Processor, Memory, and Motherboard

Processor: 2.53 GHz Intel Core i5 
RAM: 4 GB 
Hard Drive

Size: 500 GB 
Speed: 5400 rpm 
Graphics and Display

Graphics RAM: 128 MB 
Ports and Connectivity

USB Ports: 3 
Cases and Expandability

Size (LWH): 9.96 inches, 15 inches, 1.34 inches 
Weight: 5.72 pounds 
Power

Rated Charge (normal use): 4 hours 
Warranty and Support

Amazon.com Returns Policies: You may return any new computer purchased from Amazon.com that is "dead on arrival," arrives in damaged condition, or is still in unopened boxes, for a full refund within 30 days of purchase. Amazon.com reserves the right to test "dead on arrival" returns and impose a customer fee equal to 15 percent of the product sales price if the customer misrepresents the condition of the product.
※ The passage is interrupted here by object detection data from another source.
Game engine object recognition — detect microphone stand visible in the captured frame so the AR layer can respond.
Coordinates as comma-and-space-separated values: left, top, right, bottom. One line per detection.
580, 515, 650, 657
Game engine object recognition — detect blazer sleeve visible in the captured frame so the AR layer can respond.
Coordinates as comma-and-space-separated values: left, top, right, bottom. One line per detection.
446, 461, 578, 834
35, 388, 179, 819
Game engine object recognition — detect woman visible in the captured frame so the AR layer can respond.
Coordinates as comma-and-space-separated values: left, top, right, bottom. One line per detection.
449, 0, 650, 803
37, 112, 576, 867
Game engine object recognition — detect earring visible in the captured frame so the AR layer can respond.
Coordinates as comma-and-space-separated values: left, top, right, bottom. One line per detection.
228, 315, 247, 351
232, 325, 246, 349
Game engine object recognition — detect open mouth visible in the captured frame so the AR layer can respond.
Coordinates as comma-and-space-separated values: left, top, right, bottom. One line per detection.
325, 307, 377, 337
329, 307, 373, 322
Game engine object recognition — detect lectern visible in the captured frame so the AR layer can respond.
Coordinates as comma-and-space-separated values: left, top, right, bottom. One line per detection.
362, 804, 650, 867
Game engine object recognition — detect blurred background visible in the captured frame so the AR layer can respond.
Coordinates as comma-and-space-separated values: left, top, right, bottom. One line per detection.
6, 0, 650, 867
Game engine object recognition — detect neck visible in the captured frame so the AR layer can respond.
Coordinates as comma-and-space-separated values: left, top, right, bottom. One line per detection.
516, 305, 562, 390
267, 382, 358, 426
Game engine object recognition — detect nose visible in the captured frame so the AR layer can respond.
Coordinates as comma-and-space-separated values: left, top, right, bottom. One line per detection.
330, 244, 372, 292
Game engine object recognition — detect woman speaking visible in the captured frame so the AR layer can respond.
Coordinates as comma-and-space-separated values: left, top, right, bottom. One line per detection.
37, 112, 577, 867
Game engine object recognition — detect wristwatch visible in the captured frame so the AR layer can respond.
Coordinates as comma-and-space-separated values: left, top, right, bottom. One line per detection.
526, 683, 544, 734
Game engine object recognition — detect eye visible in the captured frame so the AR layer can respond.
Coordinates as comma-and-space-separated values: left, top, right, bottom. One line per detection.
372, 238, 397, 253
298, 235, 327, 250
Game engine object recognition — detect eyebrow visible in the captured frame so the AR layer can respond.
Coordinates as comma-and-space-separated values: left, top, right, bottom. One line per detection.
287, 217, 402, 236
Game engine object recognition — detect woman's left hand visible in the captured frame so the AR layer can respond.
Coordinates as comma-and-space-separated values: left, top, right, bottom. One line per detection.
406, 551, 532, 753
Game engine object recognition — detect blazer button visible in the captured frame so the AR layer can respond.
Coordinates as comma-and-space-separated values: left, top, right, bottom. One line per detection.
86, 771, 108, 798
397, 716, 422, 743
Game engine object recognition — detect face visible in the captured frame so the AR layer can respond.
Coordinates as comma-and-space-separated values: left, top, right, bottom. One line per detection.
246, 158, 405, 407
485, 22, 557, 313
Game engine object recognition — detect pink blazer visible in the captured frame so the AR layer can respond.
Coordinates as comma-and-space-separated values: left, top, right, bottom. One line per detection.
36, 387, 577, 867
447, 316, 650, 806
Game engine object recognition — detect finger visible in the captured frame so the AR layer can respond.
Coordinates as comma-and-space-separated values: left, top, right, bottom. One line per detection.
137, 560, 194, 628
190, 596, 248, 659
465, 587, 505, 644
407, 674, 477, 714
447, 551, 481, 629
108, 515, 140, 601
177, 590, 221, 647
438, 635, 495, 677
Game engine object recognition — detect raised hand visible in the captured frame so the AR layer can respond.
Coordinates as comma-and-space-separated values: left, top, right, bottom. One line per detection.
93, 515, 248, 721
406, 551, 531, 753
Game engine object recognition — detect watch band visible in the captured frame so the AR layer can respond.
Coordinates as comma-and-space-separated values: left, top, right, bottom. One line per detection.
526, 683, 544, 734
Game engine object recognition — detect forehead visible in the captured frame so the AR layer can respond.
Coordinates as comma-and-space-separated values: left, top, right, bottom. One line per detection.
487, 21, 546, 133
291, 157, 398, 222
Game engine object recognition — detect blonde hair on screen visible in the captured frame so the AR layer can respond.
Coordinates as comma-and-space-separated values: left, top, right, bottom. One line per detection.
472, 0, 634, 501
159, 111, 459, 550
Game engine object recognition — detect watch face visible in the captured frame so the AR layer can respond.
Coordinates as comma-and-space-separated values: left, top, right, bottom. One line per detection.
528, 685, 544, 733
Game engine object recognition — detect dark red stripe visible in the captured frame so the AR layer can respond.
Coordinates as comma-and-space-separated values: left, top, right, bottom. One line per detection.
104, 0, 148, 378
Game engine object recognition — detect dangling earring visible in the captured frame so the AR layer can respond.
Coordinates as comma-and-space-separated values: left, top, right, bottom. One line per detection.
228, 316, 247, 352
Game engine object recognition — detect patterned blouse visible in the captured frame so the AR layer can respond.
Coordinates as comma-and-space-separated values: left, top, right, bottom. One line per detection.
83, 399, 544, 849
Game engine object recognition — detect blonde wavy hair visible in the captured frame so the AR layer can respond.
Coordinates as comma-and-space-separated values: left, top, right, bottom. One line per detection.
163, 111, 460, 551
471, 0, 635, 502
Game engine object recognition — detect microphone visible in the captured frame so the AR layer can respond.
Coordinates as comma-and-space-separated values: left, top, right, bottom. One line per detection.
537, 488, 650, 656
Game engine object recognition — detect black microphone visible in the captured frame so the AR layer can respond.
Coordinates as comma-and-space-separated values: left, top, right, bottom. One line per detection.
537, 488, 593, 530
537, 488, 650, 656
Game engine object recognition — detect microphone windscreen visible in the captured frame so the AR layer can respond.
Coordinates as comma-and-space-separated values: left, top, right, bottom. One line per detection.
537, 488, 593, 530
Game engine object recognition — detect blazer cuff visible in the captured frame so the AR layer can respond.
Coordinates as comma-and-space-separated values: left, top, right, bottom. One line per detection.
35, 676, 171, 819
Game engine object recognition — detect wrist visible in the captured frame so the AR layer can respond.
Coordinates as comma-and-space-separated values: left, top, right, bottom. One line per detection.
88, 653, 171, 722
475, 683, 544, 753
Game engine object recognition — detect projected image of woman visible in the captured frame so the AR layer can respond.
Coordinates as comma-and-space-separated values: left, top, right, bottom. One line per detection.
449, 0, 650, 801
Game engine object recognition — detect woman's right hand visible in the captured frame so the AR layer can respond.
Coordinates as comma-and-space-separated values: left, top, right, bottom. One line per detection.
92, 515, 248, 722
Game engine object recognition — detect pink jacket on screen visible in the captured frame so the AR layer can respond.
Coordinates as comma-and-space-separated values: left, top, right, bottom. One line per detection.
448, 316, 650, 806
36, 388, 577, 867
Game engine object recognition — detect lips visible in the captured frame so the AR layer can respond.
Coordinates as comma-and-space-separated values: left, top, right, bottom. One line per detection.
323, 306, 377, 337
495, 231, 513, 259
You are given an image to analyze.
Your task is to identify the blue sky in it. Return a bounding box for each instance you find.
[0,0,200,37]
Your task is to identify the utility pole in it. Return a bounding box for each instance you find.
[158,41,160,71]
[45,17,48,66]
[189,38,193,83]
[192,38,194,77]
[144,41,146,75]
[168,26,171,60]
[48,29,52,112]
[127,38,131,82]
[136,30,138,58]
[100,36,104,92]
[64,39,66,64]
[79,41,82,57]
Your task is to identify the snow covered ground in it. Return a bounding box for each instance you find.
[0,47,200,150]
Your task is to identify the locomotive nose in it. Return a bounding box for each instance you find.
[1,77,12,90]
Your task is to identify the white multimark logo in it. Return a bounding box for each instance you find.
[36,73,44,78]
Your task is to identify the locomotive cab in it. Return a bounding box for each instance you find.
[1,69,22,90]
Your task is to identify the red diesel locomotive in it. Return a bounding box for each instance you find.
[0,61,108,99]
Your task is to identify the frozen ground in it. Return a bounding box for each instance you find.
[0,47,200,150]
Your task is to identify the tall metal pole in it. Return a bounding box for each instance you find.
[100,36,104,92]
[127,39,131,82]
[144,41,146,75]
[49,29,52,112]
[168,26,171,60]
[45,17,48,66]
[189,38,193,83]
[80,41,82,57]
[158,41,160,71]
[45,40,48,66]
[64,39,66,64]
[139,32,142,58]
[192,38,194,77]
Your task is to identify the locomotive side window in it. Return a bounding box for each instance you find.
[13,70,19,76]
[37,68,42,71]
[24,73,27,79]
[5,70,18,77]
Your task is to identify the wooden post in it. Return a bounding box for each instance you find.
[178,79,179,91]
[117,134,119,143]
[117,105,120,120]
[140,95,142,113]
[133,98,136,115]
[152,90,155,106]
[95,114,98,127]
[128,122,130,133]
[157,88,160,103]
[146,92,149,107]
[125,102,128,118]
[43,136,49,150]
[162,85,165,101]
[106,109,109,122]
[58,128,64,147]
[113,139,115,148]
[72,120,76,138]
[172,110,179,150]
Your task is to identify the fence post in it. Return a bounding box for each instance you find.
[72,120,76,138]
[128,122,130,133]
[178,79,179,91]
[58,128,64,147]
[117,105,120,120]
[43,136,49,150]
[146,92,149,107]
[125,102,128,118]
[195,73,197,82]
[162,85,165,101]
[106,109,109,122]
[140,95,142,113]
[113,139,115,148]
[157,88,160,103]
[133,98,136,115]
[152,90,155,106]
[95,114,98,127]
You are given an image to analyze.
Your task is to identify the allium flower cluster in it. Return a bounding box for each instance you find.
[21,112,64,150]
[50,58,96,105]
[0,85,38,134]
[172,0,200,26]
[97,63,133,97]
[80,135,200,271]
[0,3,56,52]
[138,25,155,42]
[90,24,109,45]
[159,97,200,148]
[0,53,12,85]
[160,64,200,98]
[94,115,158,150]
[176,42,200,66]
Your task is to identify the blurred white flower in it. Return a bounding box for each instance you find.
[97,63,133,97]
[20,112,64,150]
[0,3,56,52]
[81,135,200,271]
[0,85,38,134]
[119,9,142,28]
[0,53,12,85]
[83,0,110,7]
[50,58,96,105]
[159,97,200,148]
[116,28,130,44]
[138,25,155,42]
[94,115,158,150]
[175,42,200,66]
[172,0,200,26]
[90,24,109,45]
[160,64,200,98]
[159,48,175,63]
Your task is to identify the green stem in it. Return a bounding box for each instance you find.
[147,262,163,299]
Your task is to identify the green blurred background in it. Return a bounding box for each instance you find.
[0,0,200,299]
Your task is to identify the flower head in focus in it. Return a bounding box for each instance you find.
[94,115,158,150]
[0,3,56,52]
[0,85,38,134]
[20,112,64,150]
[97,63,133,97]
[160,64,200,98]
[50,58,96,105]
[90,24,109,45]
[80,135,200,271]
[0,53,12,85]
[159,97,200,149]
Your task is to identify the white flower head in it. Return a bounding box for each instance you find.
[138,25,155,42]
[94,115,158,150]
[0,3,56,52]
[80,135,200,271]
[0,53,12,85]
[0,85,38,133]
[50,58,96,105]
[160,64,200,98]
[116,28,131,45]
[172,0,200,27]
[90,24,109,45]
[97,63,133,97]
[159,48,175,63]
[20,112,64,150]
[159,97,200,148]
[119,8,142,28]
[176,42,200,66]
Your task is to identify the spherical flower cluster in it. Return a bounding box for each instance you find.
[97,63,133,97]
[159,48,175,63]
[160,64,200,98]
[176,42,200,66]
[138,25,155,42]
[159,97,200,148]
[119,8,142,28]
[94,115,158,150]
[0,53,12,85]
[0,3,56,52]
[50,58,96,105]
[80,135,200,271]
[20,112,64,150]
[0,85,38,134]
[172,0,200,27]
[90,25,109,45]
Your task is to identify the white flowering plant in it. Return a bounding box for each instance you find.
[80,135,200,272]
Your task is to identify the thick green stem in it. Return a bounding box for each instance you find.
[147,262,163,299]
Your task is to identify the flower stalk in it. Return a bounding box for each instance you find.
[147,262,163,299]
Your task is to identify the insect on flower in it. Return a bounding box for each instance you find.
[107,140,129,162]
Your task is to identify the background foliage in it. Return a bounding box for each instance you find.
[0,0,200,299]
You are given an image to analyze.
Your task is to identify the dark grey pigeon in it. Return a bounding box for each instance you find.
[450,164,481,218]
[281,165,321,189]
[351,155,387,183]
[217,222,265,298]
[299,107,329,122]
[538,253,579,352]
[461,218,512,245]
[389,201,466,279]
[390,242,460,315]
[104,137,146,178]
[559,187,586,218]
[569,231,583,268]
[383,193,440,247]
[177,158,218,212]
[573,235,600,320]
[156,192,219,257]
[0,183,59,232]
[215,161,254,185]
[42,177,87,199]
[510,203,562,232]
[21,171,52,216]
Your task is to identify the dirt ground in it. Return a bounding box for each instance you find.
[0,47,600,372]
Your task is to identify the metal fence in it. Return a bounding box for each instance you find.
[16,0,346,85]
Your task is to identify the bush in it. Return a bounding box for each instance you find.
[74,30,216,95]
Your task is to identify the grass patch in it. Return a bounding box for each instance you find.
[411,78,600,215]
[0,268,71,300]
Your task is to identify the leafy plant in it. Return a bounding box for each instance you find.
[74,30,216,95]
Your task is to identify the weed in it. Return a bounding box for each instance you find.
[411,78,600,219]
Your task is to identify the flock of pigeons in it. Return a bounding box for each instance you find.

Any returned computer that is damaged through customer misuse, is missing parts, or is in unsellable condition due to customer tampering will result in the customer being charged a higher restocking fee based on the condition of the product. Amazon.com will not accept returns of any desktop or notebook computer more than 30 days after you receive the shipment. New, used, and refurbished products purchased from Marketplace vendors are subject to the returns policy of the individual vendor.

::::::::::::::::::::::::::::::::::::::::::::::::::::::::::::::::::;
and you can view the rest of any details here 
http://www.amazon.com/Gateway-NV55C...ashmere/dp/tech-data/B003ZUXXOM/ref=de_a_smtd

The main question is whether or not Gateway is a good company to go with. Most of the pc's he's been looking at are Acer, but there are some issues with the speakers on the Acer. Any info would be great.

Thanks all

Kate


----------